Feeling a bit frightened - waiting for diagnosis
It has taken some courage to post on here as my symptoms are so non specific and sometimes I feel like I am going mad and if I am totally honest, I have been trying to distance myself from a Lupus diagnosis and did not want to believe having that is possible - if that makes sense.
For ages now I have been feeling really exhausted, to the point I could walk somewhere and not have the energy to walk back. I start the morning not too bad and by the end of the morning would sneak off to the toilets at work and rest my head for 10 mins :(
Gradually this has become worse, I wake up early hours of the morning with a weakness in my body that would make it impossible to walk, I feel as though I have had my bones removed.
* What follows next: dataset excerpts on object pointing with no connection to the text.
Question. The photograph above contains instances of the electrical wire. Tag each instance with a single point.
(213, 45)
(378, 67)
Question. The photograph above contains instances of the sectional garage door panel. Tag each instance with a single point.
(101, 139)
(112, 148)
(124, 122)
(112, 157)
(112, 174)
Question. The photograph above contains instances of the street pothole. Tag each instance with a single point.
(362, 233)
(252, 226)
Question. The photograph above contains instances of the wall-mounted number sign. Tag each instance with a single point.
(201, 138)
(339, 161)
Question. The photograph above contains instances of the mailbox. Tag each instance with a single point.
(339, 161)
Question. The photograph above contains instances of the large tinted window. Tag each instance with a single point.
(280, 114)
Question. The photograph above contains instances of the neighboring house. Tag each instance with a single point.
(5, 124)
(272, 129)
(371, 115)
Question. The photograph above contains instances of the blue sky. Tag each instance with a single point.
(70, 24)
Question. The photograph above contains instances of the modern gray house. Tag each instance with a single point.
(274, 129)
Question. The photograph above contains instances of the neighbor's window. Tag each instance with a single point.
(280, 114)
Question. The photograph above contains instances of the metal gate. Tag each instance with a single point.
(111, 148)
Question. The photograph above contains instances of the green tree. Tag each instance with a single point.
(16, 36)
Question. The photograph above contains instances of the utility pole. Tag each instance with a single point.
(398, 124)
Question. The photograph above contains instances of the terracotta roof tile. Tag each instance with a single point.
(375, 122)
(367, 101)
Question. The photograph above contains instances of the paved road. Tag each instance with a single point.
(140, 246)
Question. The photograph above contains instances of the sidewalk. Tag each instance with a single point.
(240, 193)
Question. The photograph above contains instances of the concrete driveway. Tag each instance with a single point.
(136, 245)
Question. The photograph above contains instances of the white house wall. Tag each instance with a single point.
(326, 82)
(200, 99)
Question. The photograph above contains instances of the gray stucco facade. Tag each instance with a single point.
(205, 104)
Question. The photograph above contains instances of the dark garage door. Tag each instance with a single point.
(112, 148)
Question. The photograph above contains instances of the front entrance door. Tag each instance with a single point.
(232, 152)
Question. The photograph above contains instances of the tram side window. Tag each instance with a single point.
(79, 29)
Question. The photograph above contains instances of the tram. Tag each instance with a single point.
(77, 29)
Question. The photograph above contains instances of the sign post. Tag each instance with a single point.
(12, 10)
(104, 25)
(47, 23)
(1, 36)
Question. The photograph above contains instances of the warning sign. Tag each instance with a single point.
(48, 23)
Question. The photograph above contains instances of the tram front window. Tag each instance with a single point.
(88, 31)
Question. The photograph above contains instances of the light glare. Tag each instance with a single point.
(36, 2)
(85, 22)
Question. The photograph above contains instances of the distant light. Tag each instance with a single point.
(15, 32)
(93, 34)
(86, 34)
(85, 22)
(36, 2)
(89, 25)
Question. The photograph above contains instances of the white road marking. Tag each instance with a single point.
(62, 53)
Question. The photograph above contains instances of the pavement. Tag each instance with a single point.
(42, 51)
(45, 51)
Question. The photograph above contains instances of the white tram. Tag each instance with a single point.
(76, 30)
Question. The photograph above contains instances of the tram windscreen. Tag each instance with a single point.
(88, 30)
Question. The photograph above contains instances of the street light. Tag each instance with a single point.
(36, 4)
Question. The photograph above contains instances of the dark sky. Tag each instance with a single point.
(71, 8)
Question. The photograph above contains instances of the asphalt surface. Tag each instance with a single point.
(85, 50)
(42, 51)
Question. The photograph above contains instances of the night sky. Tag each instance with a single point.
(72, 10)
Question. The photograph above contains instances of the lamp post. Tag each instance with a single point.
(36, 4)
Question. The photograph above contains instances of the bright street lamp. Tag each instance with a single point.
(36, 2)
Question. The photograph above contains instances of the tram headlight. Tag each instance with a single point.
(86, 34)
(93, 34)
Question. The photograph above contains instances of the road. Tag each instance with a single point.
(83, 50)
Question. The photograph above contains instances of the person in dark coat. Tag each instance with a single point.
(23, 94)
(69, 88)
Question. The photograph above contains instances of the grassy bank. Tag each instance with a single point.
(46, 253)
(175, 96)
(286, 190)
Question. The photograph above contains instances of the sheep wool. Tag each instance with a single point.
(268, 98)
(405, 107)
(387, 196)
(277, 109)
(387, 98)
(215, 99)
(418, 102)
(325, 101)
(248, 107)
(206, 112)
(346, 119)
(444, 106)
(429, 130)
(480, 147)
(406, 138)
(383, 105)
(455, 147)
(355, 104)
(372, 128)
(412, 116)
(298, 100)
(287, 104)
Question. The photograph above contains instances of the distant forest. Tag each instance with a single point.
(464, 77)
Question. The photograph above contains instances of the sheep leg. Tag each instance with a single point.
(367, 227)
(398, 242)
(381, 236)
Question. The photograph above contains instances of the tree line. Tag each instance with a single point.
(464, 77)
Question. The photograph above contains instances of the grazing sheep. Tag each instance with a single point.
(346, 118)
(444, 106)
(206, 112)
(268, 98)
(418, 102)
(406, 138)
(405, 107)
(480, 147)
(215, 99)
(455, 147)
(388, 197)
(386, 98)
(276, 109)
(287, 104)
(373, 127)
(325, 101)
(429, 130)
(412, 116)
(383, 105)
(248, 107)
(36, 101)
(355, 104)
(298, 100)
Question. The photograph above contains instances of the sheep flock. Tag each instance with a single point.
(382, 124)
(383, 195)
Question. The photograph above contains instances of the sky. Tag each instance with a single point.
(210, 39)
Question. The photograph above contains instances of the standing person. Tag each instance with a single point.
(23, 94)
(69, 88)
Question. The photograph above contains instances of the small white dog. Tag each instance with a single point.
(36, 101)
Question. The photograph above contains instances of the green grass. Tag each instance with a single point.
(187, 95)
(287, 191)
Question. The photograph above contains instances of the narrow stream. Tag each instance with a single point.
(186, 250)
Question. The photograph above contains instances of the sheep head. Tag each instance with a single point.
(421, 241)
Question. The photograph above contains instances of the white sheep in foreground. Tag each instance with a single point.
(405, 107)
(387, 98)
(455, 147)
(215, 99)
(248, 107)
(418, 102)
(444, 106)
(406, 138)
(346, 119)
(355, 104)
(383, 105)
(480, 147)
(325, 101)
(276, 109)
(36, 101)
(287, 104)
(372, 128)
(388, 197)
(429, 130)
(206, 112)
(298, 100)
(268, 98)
When I get up in the morning my ankles, knees, hands/wrists are so sore - I am taking 2 panadol/codeine in the morning as I cannot take NSAIDs and sometimes if the pain is bad - in the evening as well.
My hip hurts - as though it has dried out, the other week I noticed one side of my face was stinging to the touch and I had a mouth full of ulcers, this went away and then I got a cold sore on my lip - just get rid of one and then I get another.
Headaches - my goodness, a migraine type pain that starts with a pain/pressure above the right eye, and pain in my neck.
My head has gone 'cloudy', I am studying something I love at college (part time as I work during the day) and sometimes I can see things clearly and then its like clouds come over my head and I cannot concentrate and could stare at a computer for hours and not do any work.
Swollen eyes - I look like I have the biggest eye bags and my eyes are so dry and my vision is blurred and my mouth is dry as well. And dare I admit it - I am dry 'down below', I am 43 so thought 'Jesus Christ, this is the menopause', mind you the menopause is a normal healthy part of life but I still dont look forward to it - especially the dry part and now I have it anyway and it isnt menopause :(.
Dizziness, last year I got out of bed and felt as though someone had spun my world around and I fell on the floor, doctor couldnt find what was wrong and prescribed anti sickness tablets which didnt help and I periodically have the room spin round on me even now.
Emotional, I cant seem to cope with stuff I would normally cope with, when my Dad went back to the UK after a visit, I was ill for days afterwards - I dont know why. Earlier this year I was giving first aid on the scene of a car crash and I had a punching pain in my sternum, I thought I was having a heart attack, I wasnt panicking or anything but the pain was dreadful and I periodically get it now. I had to stop going to the gym as when I did strenuous exercise I would get chest pain and my heart would become irregular.
Sometimes when I breath in I get pain as well and it isnt my asthma, but its not often enough to see a doctor.
Strange vibrating in my feet, I feel like the floor is vibrating - but that could all be in my head I suppose.
Reactions - whenever I get bitten by a mozzie, I react terribly - my joints swell up and I become ill, I was bitten by a redback on Saturday and felt dreadful, my leg is now so bruised I look like I have been kicked - I bruise so easily.
Just before my period the symptoms are magnified and I feel awful. Although I have never been a sunworshipper - I am very pale skinned and have to take vitamin D supplements as I am low with those levels, I have to swim in a rash vest, hat and sunnies and have used total sunblock since moving to Australia from the UK but still, I feel awful in the sun, I cannot go out without my sunnies and my aches are even worse - why is that? I thought cold weather made joints worse not hot weather.
I know these symptoms do not make sense, I dont blame you for thinking that but I feel like my body doesnt want me anymore, that it doesnt like me - in fact I am crying just writing this down :(
Anyway, I went back for my blood results, expecting a thyroid problem and my GP has pointed out the following:
ANA is 1:320 - positive speckled pattern and mildly elevated CRP at 8
Parietal cell antibodies negative
Renal function - high end of normal - retest in 6 months
Urine - erythrocytes top end of normal
The GP referred me to an Immunologist - the next urgent referral (private) is for first week in July and I am also on the waiting list for another specialist who has an appointment for June so I can choose which one I want to see.
The waiting is so hard, I thought it was in my head but my GP said it isnt as there is clearly something going on.
Did any of you feel this frustrated waiting to see someone? I am also in turmoil as I have heard that one of the specialists I am down to see is very bossy and patronising and with my current mood swings, I am not sure how good I would be in dealing with that.
If any of you know of good specialists in the Perth area, could you let me know - I wouldnt mind knowing if anyone knows of either consultant that I am due to see, I dont want to post their names on here.
Apologies for the garbled post, my head has gone cloudy again.
You know, my husband was nearly killed in a car crash just under 2 years ago and I had PTSD just after, got some therapy and have come such a long way, my life is good right now and I am in a good space mentally and just as things were going my way, I now have this - life can be like that I guess.
Anyway, thank you for reading this - it probably sounded daft, it does to me. I guess I just have to choose which consultant to see and hope I can wait until either June or July.